Serverless is a relatively novel architectural style in which the computing unit is not the virtual machine but rather a function encapsulating the code to be executed when an event takes place, said Chakrabarty. Williams noted the main attributes of the serverless computing model are: code focused, no server to manage, no EC2 instance to provision and administer, no manual scaling, no idle resources, no SSH or RDP.
The following graphic depicts the simplified architecture of a serverless microservice implemented by Autodesk (click on image to enlarge it):
The microservice has multiple entry points exposed as HTTP end-points managed by Apigee. The user makes an HTTP call, not knowing that the request is served by a serverless microservice. The microservice is composed from a number of lambda functions written in Python and communicating with each other through AWS SNS asynchronous notifications. The lambda functions are independent of each other and can be developed in different languages and maintained by different teams.
Since lambda functions are short-lived, they need to persist state somewhere, one of the options being DynamoDB tables. The access to these tables is controlled through IAM roles and restricted to only those functions that need read/write access to them. This avoids unneeded data exposure to certain lambda functions and lowers the attack surface of the microservice in case there is a security breach. Autodesk chose to store state in DynamoDB due to its simplicity, passing data as JSON, not having to administer a server instance and supporting automated scaling up.
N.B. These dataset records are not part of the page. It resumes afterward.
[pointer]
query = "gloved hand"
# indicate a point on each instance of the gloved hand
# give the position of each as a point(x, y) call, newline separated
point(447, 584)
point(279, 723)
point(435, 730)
The DynamoDB table at the bottom of the diagram (talr-taskstatus) persists the state from multiple lambda functions and generates streamed events when the table is modified. These events are monitored by another lambda function (talr-validator) which acts as necessary.
Regarding the benefits of implementing a serverless architecture on AWS, Williams mentioned:
- Agility. The implementation took only a few weeks
- No infrastructure to administer. No EC2 or ELB instances. No security patches
- Developers need to focus only on the code they write
- The ability to manage the code with the Serverless Framework
- The cost. In their experience, running the lambda solution costs a small fraction (~1%) of the traditional cloud approach. The costs are further reduced by not having to pay operational staff to set up and overview the EC2 and ELB instances.
Williams also mentioned that the serverless architecture is not good for running long-lived workloads or third party applications. In such a case, he said a container is more appropriate.
The session includes a demo on organizing the code, deploying and running it on AWS through the Serverless framework.